The company that is building the controversial Keystone XL pipeline no doubt wishes Energy Secretary Rick Perry had been right the other day when he explained the law of supply and demand.|

This editorial is from the St. Louis Post-Dispatch:

The company that is building the controversial Keystone XL pipeline no doubt wishes Energy Secretary Rick Perry had been right the other day when he explained the law of supply and demand.

At a coal-fired power plant in West Virginia on July 6, Perry dismissed worries about the future of coal by saying, “Here's a little economics lesson: supply and demand. You put the supply out there and the demand will follow.”

In fact, as any first-year economics student learns, supply follows demand. Perry could call TransCanada Corp. of Calgary, Alberta, for verification. The company has spent $3 billion to date on what's planned to be an 875-mile, $8 billion pipeline from Alberta's oil sands to Steele City, Nebraska. There it would link up with existing pipelines that would carry the thick, high-sulfur, tar-sands oil to refineries on the Gulf Coast.

Since its inception in 2008, the project has been dogged by environmental concerns that brought opposition from the Obama administration. President Donald Trump greenlighted it in March.

But now, the Wall Street Journal reports, the law of supply and demand has raised its ugly head. There's an oversupply of oil. The benchmark price is about 38 percent of the $130-a-barrel price in 2008, when the Keystone project was proposed.

TransCanada is having trouble getting commitments from oil companies to use the pipeline. Firms would rather take their chances on spot-market oil, even if they have to pay more to transport it, than risk long-term commitments to the Canadian oil.

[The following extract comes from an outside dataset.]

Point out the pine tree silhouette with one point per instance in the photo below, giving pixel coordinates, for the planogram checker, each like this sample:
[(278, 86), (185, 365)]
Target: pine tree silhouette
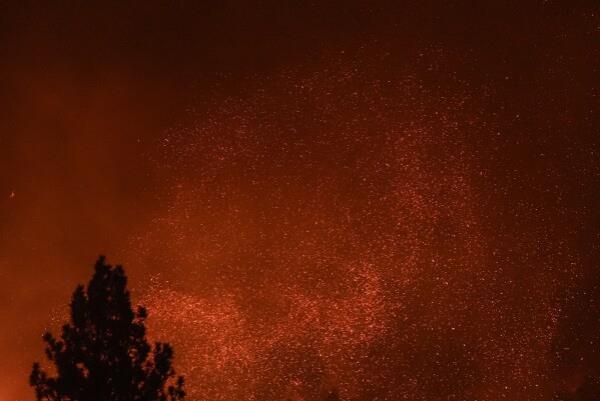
[(103, 354)]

TransCanada has said it wants commitments for 90 percent of the pipeline's capacity before it continues building. Keystone XL will be capable of moving 835,000 barrels a day, with an average transportation toll of $8 a barrel.

Compounding the problem: Western Canada Select oil is more expensive to recover and refine than the benchmark Brent Crude “light sweet” oil. It produces three to four times more greenhouse gases than Brent Crude, which was trading at $49 a barrel last week. Western Canada Select was at $35. A transportation toll of $8 for a $35 barrel of oil doesn't make economic sense.

In February, the falling demand for Canadian oil led ExxonMobil to write off its entire 3.5 billion barrels of estimated reserves in Alberta oil. American shale oil, plus falling prices for solar and wind energy, have caused analysts to predict that oil prices won't recover anytime soon.

If Secretary Perry wants to outline a “little economics lesson,” he could point to a company that bought 875 miles of pipe for oil nobody wants, still facing opposition from farmers in Nebraska and an accounting problem. The pipeline investment must be amortized over 50 years, by which time global warming will be impossible to ignore. Just like the law of supply and demand.